O documento introduz um conjunto de medidas temporárias com o objetivo de preservar condições de concorrência equilibradas dos bancos europeus a nível internacional. Estas medidas estruturam-se em torno de três eixos principais: a introdução de um multiplicador global para limitar o aumento dos requisitos de capital, ajustamentos à Abordagem dos Modelos Internos (IMA) para melhorar a sua operacionalidade e modificações à Abordagem Padrão Alternativa (ASA) orientadas para reduzir o impacto no capital e melhorar a coerência com a gestão do risco.

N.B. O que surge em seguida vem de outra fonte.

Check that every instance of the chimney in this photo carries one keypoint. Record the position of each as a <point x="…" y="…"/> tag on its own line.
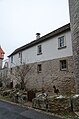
<point x="37" y="35"/>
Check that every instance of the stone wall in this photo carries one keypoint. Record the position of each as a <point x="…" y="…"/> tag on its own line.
<point x="52" y="75"/>
<point x="74" y="19"/>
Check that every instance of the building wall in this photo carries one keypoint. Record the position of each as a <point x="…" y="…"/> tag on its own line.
<point x="49" y="51"/>
<point x="51" y="75"/>
<point x="0" y="63"/>
<point x="74" y="19"/>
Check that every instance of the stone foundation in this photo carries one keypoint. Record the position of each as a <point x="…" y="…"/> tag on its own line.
<point x="51" y="75"/>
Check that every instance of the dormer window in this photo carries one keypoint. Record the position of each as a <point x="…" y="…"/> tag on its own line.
<point x="39" y="49"/>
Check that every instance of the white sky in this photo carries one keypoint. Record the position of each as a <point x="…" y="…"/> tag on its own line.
<point x="20" y="20"/>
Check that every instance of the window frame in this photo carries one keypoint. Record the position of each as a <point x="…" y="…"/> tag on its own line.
<point x="39" y="49"/>
<point x="39" y="68"/>
<point x="63" y="66"/>
<point x="11" y="59"/>
<point x="61" y="42"/>
<point x="20" y="57"/>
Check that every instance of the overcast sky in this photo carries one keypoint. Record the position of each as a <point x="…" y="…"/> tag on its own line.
<point x="20" y="20"/>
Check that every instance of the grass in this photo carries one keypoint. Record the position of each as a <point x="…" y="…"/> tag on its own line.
<point x="65" y="114"/>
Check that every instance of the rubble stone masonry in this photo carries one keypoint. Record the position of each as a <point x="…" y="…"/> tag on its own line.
<point x="52" y="75"/>
<point x="74" y="19"/>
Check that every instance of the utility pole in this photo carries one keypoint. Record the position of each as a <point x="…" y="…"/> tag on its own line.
<point x="74" y="22"/>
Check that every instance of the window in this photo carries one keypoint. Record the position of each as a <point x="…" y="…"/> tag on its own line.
<point x="11" y="59"/>
<point x="61" y="42"/>
<point x="39" y="68"/>
<point x="63" y="65"/>
<point x="39" y="49"/>
<point x="20" y="57"/>
<point x="11" y="70"/>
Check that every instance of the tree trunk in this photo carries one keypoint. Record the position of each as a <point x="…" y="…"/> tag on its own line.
<point x="74" y="21"/>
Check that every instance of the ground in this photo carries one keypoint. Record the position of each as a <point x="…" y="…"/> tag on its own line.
<point x="13" y="111"/>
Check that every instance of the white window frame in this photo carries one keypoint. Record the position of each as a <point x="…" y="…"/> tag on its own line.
<point x="39" y="68"/>
<point x="11" y="59"/>
<point x="63" y="66"/>
<point x="61" y="42"/>
<point x="20" y="57"/>
<point x="39" y="49"/>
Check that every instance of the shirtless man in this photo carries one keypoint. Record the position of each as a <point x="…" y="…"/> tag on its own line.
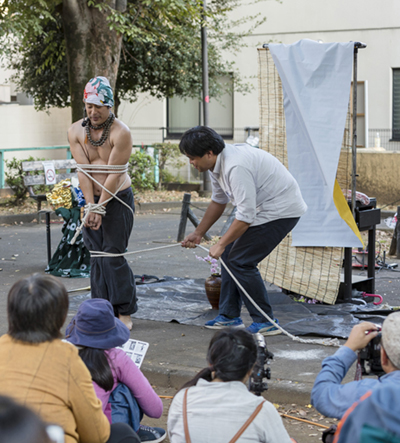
<point x="101" y="139"/>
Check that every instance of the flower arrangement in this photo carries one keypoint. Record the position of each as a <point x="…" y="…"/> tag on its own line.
<point x="213" y="262"/>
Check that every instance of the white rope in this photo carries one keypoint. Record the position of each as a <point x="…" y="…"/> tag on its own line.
<point x="98" y="254"/>
<point x="103" y="169"/>
<point x="324" y="342"/>
<point x="99" y="208"/>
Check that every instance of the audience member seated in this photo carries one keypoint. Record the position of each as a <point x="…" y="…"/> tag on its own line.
<point x="216" y="404"/>
<point x="18" y="424"/>
<point x="329" y="396"/>
<point x="42" y="372"/>
<point x="375" y="418"/>
<point x="120" y="385"/>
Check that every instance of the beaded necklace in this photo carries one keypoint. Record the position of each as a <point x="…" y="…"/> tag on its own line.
<point x="106" y="125"/>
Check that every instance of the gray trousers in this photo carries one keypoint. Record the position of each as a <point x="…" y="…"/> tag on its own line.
<point x="242" y="257"/>
<point x="111" y="277"/>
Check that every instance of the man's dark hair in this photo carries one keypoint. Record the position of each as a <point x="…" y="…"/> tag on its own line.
<point x="199" y="140"/>
<point x="18" y="424"/>
<point x="99" y="367"/>
<point x="232" y="353"/>
<point x="37" y="307"/>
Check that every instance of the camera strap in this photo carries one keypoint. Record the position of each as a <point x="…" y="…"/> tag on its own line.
<point x="235" y="437"/>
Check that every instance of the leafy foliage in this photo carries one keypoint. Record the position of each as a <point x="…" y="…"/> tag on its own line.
<point x="141" y="171"/>
<point x="161" y="51"/>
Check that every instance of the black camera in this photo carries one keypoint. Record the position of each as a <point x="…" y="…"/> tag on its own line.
<point x="261" y="370"/>
<point x="370" y="357"/>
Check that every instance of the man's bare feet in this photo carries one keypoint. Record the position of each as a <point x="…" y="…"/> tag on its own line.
<point x="126" y="320"/>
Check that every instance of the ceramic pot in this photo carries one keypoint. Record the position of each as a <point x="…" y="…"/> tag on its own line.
<point x="213" y="289"/>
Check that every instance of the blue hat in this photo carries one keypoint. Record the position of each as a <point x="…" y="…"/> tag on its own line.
<point x="95" y="326"/>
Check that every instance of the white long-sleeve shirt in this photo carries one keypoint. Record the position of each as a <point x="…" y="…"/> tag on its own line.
<point x="260" y="187"/>
<point x="217" y="410"/>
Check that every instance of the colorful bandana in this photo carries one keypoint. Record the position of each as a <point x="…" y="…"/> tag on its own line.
<point x="98" y="92"/>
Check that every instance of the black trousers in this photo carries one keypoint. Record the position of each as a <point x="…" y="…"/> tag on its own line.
<point x="122" y="433"/>
<point x="111" y="277"/>
<point x="242" y="258"/>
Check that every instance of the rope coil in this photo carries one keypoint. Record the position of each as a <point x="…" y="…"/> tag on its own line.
<point x="100" y="208"/>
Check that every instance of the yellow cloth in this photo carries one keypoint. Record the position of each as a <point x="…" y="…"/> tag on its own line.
<point x="51" y="379"/>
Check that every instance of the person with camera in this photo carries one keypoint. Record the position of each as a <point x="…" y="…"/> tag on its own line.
<point x="268" y="205"/>
<point x="217" y="406"/>
<point x="329" y="396"/>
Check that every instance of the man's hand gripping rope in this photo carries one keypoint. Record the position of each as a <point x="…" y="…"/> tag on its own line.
<point x="99" y="208"/>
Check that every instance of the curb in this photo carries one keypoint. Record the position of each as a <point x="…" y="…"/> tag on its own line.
<point x="279" y="391"/>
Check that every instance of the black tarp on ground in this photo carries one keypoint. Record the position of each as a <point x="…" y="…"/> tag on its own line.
<point x="185" y="301"/>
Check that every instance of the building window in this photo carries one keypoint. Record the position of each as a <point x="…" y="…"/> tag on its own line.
<point x="184" y="113"/>
<point x="362" y="113"/>
<point x="396" y="105"/>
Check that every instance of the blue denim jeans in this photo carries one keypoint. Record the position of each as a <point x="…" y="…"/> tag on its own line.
<point x="124" y="407"/>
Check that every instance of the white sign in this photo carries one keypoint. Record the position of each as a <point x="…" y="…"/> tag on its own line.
<point x="49" y="173"/>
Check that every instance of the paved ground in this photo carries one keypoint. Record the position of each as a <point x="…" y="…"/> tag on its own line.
<point x="176" y="352"/>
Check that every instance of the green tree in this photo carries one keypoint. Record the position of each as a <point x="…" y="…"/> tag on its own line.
<point x="168" y="153"/>
<point x="141" y="171"/>
<point x="55" y="46"/>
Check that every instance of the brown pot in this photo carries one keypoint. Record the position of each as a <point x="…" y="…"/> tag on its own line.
<point x="213" y="289"/>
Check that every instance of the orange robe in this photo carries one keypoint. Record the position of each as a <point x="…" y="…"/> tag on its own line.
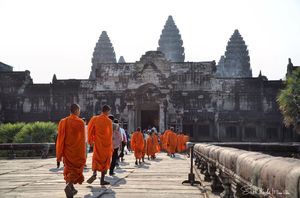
<point x="185" y="138"/>
<point x="71" y="147"/>
<point x="100" y="134"/>
<point x="161" y="142"/>
<point x="172" y="142"/>
<point x="179" y="143"/>
<point x="157" y="147"/>
<point x="137" y="144"/>
<point x="166" y="140"/>
<point x="151" y="146"/>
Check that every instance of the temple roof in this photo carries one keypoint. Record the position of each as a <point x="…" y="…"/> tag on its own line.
<point x="170" y="42"/>
<point x="104" y="51"/>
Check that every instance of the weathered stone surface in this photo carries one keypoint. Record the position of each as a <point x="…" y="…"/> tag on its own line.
<point x="236" y="62"/>
<point x="159" y="178"/>
<point x="156" y="91"/>
<point x="253" y="172"/>
<point x="170" y="42"/>
<point x="103" y="53"/>
<point x="5" y="67"/>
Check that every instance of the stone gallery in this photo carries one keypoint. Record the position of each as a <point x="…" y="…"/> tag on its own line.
<point x="208" y="101"/>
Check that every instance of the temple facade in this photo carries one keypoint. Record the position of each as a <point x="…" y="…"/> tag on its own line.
<point x="209" y="102"/>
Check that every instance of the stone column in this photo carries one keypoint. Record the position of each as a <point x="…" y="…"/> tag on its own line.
<point x="216" y="185"/>
<point x="226" y="184"/>
<point x="161" y="118"/>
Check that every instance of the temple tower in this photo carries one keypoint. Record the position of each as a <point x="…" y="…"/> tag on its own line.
<point x="236" y="62"/>
<point x="170" y="42"/>
<point x="103" y="53"/>
<point x="121" y="60"/>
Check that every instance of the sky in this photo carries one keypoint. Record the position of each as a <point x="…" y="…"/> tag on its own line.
<point x="58" y="37"/>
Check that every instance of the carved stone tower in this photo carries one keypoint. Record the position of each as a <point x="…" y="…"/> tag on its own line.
<point x="170" y="42"/>
<point x="103" y="53"/>
<point x="236" y="62"/>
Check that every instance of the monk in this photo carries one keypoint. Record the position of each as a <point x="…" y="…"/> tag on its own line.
<point x="166" y="139"/>
<point x="100" y="135"/>
<point x="137" y="145"/>
<point x="179" y="143"/>
<point x="157" y="146"/>
<point x="172" y="143"/>
<point x="161" y="138"/>
<point x="70" y="147"/>
<point x="185" y="138"/>
<point x="152" y="145"/>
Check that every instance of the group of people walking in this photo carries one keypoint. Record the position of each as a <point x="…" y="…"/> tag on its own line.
<point x="108" y="140"/>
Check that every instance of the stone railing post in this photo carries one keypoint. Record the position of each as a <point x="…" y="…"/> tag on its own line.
<point x="225" y="180"/>
<point x="216" y="185"/>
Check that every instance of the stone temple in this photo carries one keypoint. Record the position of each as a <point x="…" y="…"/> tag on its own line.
<point x="222" y="102"/>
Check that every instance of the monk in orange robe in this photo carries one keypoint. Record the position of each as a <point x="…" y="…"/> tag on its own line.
<point x="70" y="147"/>
<point x="185" y="138"/>
<point x="161" y="138"/>
<point x="166" y="139"/>
<point x="179" y="143"/>
<point x="172" y="143"/>
<point x="137" y="145"/>
<point x="100" y="134"/>
<point x="152" y="144"/>
<point x="157" y="146"/>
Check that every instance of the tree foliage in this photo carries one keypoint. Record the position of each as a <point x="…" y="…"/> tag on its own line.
<point x="8" y="131"/>
<point x="37" y="132"/>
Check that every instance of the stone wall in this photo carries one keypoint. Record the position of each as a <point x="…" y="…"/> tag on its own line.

O projeto encontra-se atualmente em fase de consulta pública. Uma vez adotado, o Regulamento Delegado entrará em vigor no dia seguinte à sua publicação no Jornal Oficial da União Europeia (JOUE) e será aplicável durante um período transitório de três anos, durante o qual será avaliado o seu impacto em função da evolução da implementação do FRTB noutras jurisdições.

Conteúdo principal

O projeto de Regulamento Delegado introduz as seguintes medidas no âmbito do FRTB:

  • Multiplicador global. É estabelecido um mecanismo opcional (mediante notificação prévia à autoridade competente e sujeito ao cumprimento de determinadas condições) que permite limitar o aumento dos requisitos de capital quando o novo quadro se revela mais exigente do que o anterior. Este multiplicador é específico por entidade, sendo calculado como a relação entre os requisitos ao abrigo de Basileia 2.5 e ao abrigo do FRTB, e deve ser recalibrado periodicamente. As entidades que optarem por aplicar o multiplicador deverão manter o reporte  regulatório e a divulgação (Pilar 3) ao abrigo de ambos os quadros e, caso deixem de aplicá-lo, não poderão voltar a utilizá-lo posteriormente.
  • Ajustamentos no IMA. São introduzidas medidas destinadas a melhorar sua aplicabilidade prática, incluindo o uso do teste de atribuição de perdas e ganhos (PLAT) como ferramenta de monitoramento sem impacto direto no capital, a flexibilização dos fatores de risco não modeláveis (NMRF) por meio de menores requisitos  de dados e do pro-rata para instrumentos recentes, bem como a redução da frequência de cálculo de métricas-chave e a simplificação do tratamento das exposições a instituições de investimento coletivo (CIU).
  • Alterações no ASA. São incorporadas medidas destinadas a reduzir o impacto no capital e melhorar a coerência com a gestão do risco, como a aplicação de multiplicadores no método baseado em sensibilidades (SBM), a neutralização de determinados acréscimos por risco residual (RRAO) quando não refletem adequadamente o risco econômico e melhorias no reconhecimento de cobertura e no tratamento de determinadas exposições, incluindo ajustes nos parâmetros e maior flexibilidade em seu cálculo.
  • Outras medidas. São introduzidas medidas adicionais para reduzir a complexidade operacional e reforçar a proporcionalidade, incluindo a possibilidade de que as entidades com baixa atividade de negociação apliquem a abordagem padrão simplificada a determinadas exposições, bem como simplificações no tratamento de posições complexas e na aplicação de determinadas metodologias.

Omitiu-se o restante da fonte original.